Emerging tech can bolster Sustainable Development Goals

Emerging tech, including AI and Blockchain can bolster Sustainable Development Goals

Press Release

Emerging tech, including AI and Blockchain can bolster Sustainable Development Goals

Technology advances can drive large scale, sustainable change across industries and deliver the Sustainable Development Goals

Two-thirds of the 169 targets underpinning the global Sustainable Development Goals could be bolstered by technological innovation according to a new study by the World Economic Forum and PwC. The new study, Unlocking Technology for the Global Goals, analyses over 300 use cases of emerging technologies linked to the 4th Industrial Revolution (4IR) including Artificial Intelligence (AI), Blockchain, Internet of Things, 5G and drones to build the case of how advanced technologies could do more to accelerate progress towards the Global Goals. The study explores the extent to which the opportunity is being realised, the barriers and risks to scaling application and what needs to be done to unlock the enormous potential.

Emerging technologies have high impact potential

Overall new technologies have the potential for a ‘high’ impact across over half of the Goals. The study also finds that big data platforms and AI are already supporting progress towards each and every one of the Global Goals.Across the Global Goals, and their 169 targets, 70% of the targets could be enabled by new technology applications already in deployment. 4IR technology applications today were found to play an important role for 10 of the Global Goals.

Underlying barriers affect impact

The analysis shows that today’s applications of 4IR technologies related to the Global Goals is patchy and tends to be focused on areas with mature private sector commercial benefits, including energy, industry and healthcare.

Despite the rapid rise of new technologies being applied across many aspects of industry and commerce, the study finds underlying barriers, from lack of basic infrastructure, expertise, data, and adequate market incentives and business models, through to trust, performance and security concerns.

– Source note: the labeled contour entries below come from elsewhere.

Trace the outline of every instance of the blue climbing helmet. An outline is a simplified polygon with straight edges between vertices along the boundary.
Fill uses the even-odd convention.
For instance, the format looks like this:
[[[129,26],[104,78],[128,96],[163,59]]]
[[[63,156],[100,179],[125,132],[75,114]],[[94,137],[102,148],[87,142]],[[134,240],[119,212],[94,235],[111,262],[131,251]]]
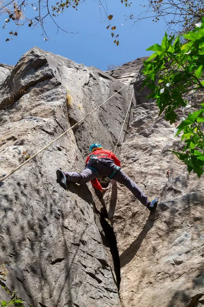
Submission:
[[[103,147],[101,146],[100,144],[98,144],[98,143],[94,143],[94,144],[92,144],[90,146],[90,151],[91,151],[91,152],[93,152],[93,151],[95,149],[103,149]]]

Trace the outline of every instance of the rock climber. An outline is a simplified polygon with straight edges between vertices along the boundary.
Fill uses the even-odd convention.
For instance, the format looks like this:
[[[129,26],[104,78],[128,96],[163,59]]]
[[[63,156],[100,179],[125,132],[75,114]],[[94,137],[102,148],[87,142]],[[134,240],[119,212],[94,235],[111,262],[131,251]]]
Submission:
[[[103,188],[97,178],[108,177],[125,185],[136,198],[147,207],[149,211],[154,211],[159,202],[156,198],[151,202],[142,192],[139,187],[121,170],[120,162],[115,155],[104,149],[100,144],[95,143],[90,147],[91,153],[86,161],[85,169],[80,173],[74,172],[57,170],[57,182],[65,190],[67,189],[67,182],[84,184],[91,181],[95,188],[101,193],[107,188]]]
[[[171,180],[171,174],[169,170],[168,169],[166,171],[166,177],[168,178],[168,181],[170,181]]]

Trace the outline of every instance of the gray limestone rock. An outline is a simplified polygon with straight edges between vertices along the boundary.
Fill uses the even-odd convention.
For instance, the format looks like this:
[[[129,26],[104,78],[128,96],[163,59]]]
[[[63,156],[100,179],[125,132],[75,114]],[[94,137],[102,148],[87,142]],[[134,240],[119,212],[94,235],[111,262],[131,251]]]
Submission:
[[[203,99],[201,95],[200,101]],[[195,101],[192,94],[190,98]],[[149,199],[158,196],[160,203],[156,212],[149,214],[119,184],[112,192],[117,201],[111,193],[106,201],[120,255],[122,306],[201,306],[203,177],[198,179],[196,174],[189,174],[186,166],[169,150],[182,149],[180,138],[174,137],[176,127],[158,118],[159,109],[153,102],[141,99],[120,158],[123,171]],[[178,112],[178,121],[186,116],[188,107]]]
[[[13,67],[12,65],[0,63],[0,84],[6,80]]]
[[[94,213],[98,199],[90,184],[70,184],[64,191],[56,171],[82,170],[92,142],[113,149],[131,96],[99,70],[36,47],[0,85],[1,177],[123,86],[1,183],[0,265],[8,272],[4,282],[26,307],[120,305],[109,244]]]

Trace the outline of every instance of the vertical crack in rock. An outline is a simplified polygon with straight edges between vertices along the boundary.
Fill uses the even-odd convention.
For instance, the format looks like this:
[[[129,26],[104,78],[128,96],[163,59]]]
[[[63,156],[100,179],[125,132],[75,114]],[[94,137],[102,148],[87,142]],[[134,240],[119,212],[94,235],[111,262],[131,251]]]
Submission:
[[[96,212],[97,212],[96,210]],[[100,223],[104,231],[105,238],[106,239],[110,248],[110,250],[113,258],[114,272],[115,274],[115,280],[118,290],[120,289],[120,263],[119,257],[118,250],[117,246],[117,241],[113,229],[110,224],[106,209],[102,208],[100,212],[97,212],[100,216]],[[102,238],[103,239],[103,238]]]

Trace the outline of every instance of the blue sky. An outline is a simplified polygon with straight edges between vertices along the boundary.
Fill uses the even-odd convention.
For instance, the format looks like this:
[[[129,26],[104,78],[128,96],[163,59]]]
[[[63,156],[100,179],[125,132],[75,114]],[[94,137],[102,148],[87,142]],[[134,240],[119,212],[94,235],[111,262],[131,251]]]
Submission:
[[[78,6],[78,11],[70,8],[55,18],[61,28],[68,31],[79,31],[76,34],[67,34],[60,30],[57,34],[56,27],[48,17],[45,28],[52,39],[50,41],[44,41],[40,27],[29,27],[27,24],[18,30],[17,37],[5,42],[10,37],[8,30],[15,32],[16,29],[10,21],[7,25],[8,29],[2,29],[2,23],[7,17],[2,15],[0,62],[15,64],[23,53],[34,46],[104,71],[109,64],[117,65],[149,55],[150,52],[145,50],[156,42],[161,42],[165,32],[164,23],[161,20],[154,24],[151,18],[134,25],[131,22],[125,22],[124,16],[131,13],[138,15],[142,9],[139,5],[145,3],[146,0],[135,0],[129,8],[122,5],[120,0],[107,0],[108,14],[113,15],[112,26],[116,26],[115,32],[119,34],[118,46],[113,43],[111,30],[106,29],[108,21],[104,22],[103,11],[101,18],[98,1],[86,0]],[[30,14],[33,14],[33,8],[29,9]]]

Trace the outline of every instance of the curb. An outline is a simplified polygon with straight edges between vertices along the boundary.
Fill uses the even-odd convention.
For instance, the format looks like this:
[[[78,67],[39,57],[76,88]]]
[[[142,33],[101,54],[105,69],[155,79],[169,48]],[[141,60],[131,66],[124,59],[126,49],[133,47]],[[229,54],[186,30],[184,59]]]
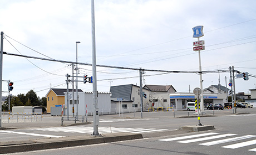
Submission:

At a country level, the study demonstrates the strong relationship between countries’ ability to innovate and their progress on the Global Goals. A lack of social acceptance can also impact adoption rates of technology solutions. Trust and acceptance both of new technologies, and tech service providers, is also creating potential barriers and a specific challenge for engaging entrepreneurs, and investors for the Global Goals.

No time to waste

The report warns that the effective design, development and deployment at scale of technologies to enable the Global Goals is not without its risks. Given the risks, and barriers to scale, harnessing 4IR technologies successfully to meet the Global Goals will require multiple stakeholders working collaboratively across government, regulation, the tech industry, investors, academia and civil society.

With just ten years left to deliver the Global Goals, the study calls on technology sector executives and government leaders to act on the study’s blueprint for coordinating, mobilising and tracking commitments and action, around a collective mission to accelerate and realise technology’s potential to tackle the Global Goals.